And because Jesus is that kind of king, his parade keeps on going even after the coats of onlookers are picked back up, the palm branches dry out, and the songs of hosanna fade away. Jesus chooses to enter a deadly situation without force or protection, a reminder that God put on skin and became vulnerable to show us the depths of his love. Because of love for you and me, God risked it all…just to get closer to us! Because of love, Jesus will keep walking his parade path all the way to the Golgotha, all the way to the cross, all the way to death. And when he dies on a Roman cross, a symbol of the empire’s power over human life, the earth will shake and the rocks will split open. It will look like death has won. But that’s not the end of the story.

And we can trust, that the shaky ground we find ourselves on now, as we celebrate Holy Week separated from one another, will not be the end of the story either.

So, today…will you join in Jesus’ palm parade? 
Will you follow the King who comes in the name of the Lord? 
Will you give up trying to control the future and trust in the One who is in control? 
Will you cast down your cloaks in worship before the Messiah? 
Will you wave palm branches high and sing “Hosanna! Save me, Jesus! Save me, even from myself.”? 
Will you walk with Jesus down the long road that leads to the cross? 
Will you be faithful and remain with him, even as he takes his last breath, and trust that death will not be the end of his story? 

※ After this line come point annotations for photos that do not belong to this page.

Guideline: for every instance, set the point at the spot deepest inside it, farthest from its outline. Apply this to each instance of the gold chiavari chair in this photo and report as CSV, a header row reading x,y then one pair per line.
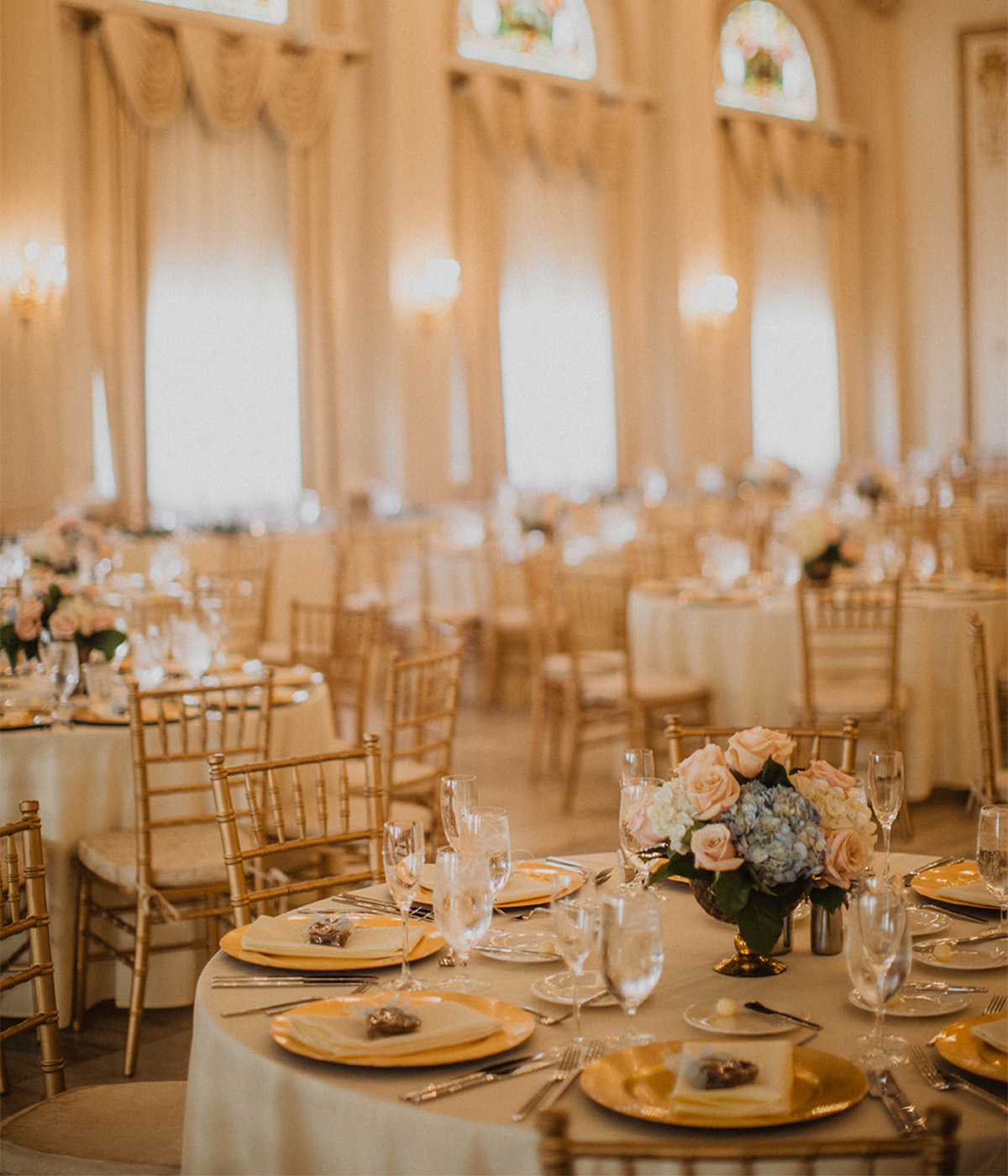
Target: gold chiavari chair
x,y
121,1129
167,868
294,828
935,1149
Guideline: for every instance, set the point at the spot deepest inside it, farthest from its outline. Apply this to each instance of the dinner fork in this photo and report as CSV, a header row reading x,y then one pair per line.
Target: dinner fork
x,y
940,1079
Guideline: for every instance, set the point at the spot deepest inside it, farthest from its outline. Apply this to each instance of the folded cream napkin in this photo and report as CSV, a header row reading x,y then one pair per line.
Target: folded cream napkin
x,y
993,1032
287,937
441,1023
974,893
769,1095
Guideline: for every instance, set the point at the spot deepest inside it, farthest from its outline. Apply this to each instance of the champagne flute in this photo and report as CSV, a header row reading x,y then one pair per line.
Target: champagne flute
x,y
992,853
879,958
485,831
886,793
575,921
458,796
631,953
402,855
462,909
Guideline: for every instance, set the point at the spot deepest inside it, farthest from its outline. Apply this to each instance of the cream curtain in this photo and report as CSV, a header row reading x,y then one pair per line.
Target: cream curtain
x,y
793,161
569,129
138,78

It won’t be the end of our story either, friends. But, for now, we wait, we watch, and we stay close to Jesus, even in the face of suffering, of pain, of death.

In the name of the Father, the Son, and the Holy Spirit. Amen.



[1] “The Roman procession is Borg’s and Crossan’s imaginary historical reconstruction based on non-biblical sources. However, it serves well, as they intended, the purpose of accentuating the political dimensions of…the ‘pre-arranged counter procession’ of Jesus and his followers.” From John Rollefson’s “Homiletical Perspective” article on Matthew 21:1-11” in Feasting on the Word: Year A, Volume 2 (Louisville, KY: Westminster John Knox Press, 2010).